I’m commonly asked if I’m comfortable when I get on stage these days. I’m still nervous. The nerves never really go away. You just learn how to manage them. Breath. Have Fun! Your effectiveness as a speaker is not dependent on what the audience thinks about you. Your goal is to deliver the message you were sent to give; that’s it.
--Cornelius Lindsey, corneliuslindsey.com
The best thing you can do if you feel nervous about public speaking is to recognize the value of your voice. It's important to have a holistic approach to getting yourself ready for a speaking event (or moment). Before planning out what you're going to say, you need to get clear about what the opportunity means to you on a personal level. Why have you agreed to do this? How does this task intersect with the bigger trajectory of your life? Why is your perspective needed in this way? Even for something that seems obvious, like a business pitch or wedding toast, you need to have a reason to speak, share, and do something that takes you out of your comfort zone. When there's a deeper purpose at work, it's easier to shift nerves into excitement, commitment, and even passion.
--Malika Williams, The Center for Women's Voice
Audiences probably care more about the story you just told than the pie chart on the screen behind you.
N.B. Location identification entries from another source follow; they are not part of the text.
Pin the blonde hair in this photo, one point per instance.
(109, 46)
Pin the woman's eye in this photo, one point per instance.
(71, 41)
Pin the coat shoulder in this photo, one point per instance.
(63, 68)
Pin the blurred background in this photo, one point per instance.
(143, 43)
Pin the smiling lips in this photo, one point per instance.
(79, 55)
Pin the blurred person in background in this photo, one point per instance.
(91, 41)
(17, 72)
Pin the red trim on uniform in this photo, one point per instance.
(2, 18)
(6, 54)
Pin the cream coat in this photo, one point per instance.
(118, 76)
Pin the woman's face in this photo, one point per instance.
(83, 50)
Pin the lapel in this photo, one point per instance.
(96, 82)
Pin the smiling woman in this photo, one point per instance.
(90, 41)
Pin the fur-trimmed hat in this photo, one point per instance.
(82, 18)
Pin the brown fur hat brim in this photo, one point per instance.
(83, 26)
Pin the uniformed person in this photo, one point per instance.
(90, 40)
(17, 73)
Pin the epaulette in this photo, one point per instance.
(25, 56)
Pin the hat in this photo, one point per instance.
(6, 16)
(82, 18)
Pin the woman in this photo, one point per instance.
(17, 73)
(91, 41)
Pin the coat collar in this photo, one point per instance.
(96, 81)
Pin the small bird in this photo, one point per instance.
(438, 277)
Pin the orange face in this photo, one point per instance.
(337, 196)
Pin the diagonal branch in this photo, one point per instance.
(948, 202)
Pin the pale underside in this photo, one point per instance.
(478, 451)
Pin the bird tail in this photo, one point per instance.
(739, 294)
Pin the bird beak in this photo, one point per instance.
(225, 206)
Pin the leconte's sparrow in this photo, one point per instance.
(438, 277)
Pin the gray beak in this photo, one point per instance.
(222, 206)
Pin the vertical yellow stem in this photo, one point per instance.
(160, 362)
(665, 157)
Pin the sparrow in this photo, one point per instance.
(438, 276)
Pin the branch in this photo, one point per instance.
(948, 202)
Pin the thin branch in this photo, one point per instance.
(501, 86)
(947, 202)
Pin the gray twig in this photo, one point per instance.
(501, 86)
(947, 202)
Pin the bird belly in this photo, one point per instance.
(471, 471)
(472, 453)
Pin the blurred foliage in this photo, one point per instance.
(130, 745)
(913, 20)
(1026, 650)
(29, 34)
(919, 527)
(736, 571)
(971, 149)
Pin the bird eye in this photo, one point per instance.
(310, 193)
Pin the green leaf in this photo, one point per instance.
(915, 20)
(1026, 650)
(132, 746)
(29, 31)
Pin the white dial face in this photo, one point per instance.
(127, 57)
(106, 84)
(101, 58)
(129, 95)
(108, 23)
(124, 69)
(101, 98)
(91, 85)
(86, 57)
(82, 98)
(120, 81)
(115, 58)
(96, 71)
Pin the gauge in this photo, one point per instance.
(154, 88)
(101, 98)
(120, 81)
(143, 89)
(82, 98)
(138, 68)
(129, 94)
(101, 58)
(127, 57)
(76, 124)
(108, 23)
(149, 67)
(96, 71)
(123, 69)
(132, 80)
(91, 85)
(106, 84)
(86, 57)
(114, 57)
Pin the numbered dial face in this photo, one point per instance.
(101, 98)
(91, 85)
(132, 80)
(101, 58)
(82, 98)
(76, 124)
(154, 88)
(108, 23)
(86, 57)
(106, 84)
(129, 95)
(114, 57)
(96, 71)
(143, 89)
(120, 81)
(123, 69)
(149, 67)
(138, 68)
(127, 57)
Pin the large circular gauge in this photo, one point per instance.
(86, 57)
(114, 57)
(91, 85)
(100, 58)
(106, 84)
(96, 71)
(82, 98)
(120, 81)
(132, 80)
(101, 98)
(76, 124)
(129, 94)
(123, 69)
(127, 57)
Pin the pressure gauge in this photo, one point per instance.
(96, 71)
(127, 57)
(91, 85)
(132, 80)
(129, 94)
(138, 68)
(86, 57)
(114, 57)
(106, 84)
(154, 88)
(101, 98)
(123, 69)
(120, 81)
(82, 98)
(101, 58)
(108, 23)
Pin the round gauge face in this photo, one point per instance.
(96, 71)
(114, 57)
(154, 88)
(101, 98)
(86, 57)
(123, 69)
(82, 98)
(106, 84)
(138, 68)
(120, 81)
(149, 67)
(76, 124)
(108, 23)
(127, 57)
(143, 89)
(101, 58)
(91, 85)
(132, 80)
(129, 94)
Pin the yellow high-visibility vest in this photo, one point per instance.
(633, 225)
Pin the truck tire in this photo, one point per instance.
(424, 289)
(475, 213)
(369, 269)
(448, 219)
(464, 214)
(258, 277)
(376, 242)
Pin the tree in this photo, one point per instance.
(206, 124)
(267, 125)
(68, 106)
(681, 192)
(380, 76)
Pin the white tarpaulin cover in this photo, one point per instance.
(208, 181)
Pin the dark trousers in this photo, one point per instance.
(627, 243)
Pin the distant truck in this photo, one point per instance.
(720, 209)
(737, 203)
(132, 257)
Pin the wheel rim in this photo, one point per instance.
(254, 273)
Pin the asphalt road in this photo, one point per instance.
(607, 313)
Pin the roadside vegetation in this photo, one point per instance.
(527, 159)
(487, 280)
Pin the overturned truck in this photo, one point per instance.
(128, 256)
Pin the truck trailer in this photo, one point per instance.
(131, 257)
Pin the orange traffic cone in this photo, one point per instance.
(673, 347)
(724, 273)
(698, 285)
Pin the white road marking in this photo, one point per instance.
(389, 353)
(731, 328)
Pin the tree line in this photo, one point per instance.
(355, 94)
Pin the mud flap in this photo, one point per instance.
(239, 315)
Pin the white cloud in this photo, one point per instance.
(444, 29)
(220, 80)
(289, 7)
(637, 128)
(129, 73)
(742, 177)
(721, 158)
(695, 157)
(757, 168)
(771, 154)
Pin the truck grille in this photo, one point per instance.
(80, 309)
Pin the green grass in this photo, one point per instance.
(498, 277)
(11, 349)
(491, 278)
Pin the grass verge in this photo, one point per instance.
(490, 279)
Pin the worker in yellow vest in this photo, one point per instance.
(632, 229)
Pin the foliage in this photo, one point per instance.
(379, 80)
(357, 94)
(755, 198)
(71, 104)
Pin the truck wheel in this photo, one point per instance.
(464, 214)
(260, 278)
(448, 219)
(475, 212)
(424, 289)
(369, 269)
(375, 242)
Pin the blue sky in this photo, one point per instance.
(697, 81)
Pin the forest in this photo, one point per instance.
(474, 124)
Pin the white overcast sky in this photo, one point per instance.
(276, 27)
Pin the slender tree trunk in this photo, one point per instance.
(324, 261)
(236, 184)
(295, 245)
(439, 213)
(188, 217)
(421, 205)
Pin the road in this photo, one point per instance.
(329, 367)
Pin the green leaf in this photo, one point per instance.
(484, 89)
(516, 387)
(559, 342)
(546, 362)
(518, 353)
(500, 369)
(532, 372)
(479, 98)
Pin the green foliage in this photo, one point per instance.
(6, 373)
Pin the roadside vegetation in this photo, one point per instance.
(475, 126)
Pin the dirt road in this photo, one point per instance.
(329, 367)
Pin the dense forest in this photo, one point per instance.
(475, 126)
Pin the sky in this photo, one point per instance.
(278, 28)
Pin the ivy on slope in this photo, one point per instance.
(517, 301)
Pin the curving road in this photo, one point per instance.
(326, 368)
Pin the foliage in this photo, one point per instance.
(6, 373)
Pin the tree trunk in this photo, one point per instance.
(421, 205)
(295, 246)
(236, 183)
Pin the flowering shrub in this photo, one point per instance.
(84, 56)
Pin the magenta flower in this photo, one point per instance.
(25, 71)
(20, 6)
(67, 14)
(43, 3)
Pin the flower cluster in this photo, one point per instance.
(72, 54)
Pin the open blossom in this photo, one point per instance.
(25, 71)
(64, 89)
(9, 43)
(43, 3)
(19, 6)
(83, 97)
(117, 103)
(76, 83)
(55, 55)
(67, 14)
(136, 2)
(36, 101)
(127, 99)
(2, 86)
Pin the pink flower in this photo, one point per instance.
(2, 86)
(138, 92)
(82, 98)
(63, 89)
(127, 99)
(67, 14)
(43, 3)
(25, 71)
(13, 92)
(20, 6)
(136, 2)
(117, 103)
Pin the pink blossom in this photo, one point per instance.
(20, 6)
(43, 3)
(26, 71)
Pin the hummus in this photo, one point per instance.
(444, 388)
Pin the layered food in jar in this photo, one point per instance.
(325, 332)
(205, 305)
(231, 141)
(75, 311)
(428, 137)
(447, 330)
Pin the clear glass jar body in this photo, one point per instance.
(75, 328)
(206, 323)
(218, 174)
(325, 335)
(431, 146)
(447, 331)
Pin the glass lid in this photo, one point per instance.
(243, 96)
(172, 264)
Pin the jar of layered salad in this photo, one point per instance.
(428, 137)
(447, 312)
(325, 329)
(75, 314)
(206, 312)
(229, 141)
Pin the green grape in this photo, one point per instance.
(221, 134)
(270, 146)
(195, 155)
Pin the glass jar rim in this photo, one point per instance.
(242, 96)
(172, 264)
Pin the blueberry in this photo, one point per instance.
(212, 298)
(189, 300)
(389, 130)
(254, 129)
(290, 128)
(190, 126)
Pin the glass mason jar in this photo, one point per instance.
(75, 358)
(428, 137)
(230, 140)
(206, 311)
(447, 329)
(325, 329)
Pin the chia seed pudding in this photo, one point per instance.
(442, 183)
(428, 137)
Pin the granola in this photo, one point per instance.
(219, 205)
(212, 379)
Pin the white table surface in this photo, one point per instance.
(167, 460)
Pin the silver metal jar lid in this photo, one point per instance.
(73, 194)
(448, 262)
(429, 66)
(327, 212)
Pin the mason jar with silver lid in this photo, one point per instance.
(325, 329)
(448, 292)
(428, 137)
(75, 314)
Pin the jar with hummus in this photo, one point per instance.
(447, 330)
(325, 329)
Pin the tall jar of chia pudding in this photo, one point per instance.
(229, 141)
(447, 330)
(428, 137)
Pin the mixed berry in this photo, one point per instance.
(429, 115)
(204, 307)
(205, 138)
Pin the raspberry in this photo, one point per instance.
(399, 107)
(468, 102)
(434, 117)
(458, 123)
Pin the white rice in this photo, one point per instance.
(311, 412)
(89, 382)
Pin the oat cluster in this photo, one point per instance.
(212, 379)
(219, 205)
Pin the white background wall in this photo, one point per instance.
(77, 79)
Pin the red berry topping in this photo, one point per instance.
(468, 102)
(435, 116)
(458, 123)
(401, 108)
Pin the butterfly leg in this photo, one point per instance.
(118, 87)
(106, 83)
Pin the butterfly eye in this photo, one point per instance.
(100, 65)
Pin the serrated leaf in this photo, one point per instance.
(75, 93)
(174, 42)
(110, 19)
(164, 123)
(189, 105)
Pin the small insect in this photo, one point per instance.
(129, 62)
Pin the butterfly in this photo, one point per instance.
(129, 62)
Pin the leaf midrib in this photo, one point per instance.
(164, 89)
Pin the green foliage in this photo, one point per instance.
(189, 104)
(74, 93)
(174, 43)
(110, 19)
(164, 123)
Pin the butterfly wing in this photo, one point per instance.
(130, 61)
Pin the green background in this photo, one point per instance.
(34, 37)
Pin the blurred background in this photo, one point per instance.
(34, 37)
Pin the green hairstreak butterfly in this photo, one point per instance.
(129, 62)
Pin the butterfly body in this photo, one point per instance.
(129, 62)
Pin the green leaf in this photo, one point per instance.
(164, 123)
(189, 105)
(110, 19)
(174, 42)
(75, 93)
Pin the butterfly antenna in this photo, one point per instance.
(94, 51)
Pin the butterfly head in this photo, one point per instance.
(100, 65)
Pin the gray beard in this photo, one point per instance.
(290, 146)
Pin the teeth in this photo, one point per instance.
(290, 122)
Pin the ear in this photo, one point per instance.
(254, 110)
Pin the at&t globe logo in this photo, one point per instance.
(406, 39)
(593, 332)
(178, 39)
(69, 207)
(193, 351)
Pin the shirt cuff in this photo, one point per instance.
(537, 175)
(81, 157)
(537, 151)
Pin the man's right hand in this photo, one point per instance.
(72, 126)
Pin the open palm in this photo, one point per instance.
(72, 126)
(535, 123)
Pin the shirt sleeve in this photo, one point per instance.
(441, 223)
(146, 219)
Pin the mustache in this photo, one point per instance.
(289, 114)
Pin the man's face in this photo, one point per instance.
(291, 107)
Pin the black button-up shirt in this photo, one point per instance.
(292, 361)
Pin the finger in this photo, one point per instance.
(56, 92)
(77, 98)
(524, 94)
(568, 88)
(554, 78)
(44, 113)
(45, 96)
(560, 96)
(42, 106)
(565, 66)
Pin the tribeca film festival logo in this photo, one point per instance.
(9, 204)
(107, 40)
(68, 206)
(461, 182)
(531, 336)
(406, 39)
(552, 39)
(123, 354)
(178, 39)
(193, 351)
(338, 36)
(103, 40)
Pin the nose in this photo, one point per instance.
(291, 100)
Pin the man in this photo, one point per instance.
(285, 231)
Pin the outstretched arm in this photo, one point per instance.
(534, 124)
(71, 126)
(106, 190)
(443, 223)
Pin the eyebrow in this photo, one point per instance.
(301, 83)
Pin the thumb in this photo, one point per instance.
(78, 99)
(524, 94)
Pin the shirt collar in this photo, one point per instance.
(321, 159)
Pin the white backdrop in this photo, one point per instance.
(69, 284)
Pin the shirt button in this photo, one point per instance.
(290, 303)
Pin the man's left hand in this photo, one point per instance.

Because they are more likely to remember and share the stories you tell them. Instead of stats and figures, you pack your slides, you should make your presentation personal, and remind them that you’re human.
--Shiv Gupta, Incrementors
Whoever said picture everybody naked was trying to sabotage you! I say, picture everybody with their clothes ON, staring right at you and not smiling. I'm serious! We tell all our clients, picture the worst possible thing. Hey, even picture somebody booing you. Now prepare your speech. Prepare what you would say to make that non smiling crowd laugh. Picture what you would say to the people booing. Picture it in your head...for hours and hours. Play it on repeat. Because the truth of the matter is that public speaking is very simple if you are prepared. If you know your material and you are crystal clear on exactly what you are going to say, nothing (not even a bad crowd) can make you veer off course. It's a little cliche, but practice does make perfect. Practice can put your nerves at bay and make your confidence soar. For many people, public speaking is no fun, but picturing the worst case and how you would get through it works. Of course, knowing your audience, knowing your crowd, and making sure you are practicing good material is vital, but the key is repetition over and over. Try it next time!
--Emily Pantelides, Pantelides PR
When we are nervous, it’s natural to become self-conscious and to focus on how we look and sound. We aim the camera towards ourselves and pay attention to every fault.
I coach my clients to write out a sentence that declares the following: “I want to (active verb of your choice) my audience.” For example, “I want to convince my audience that this is the best plan.” Or, “I want to inspire my audience to take action.”
By focusing on WHY you are presenting, by focusing on your INTENTION, the camera turns away from you and onto them. It becomes much more difficult to be nervous because you are actively pursuing an action. You have something to do other than focus on yourself.
--Jenni Steck, jennisteck.com
1. Know your content inside and out, and ensure it is hyper-relevant and important to your audience.
2. Make sure to pace the room and get the audience involved in your presentation. Audience engagement is key.
3. Make eye contact with participants in the audience.
4. Ask if anyone has questions periodically throughout your presentation, and try to make it conversational.
5. Practice the speech 4-5x in front of a mirror. This will help to get the kinks out and allow you to feel more comfortable when doing it live.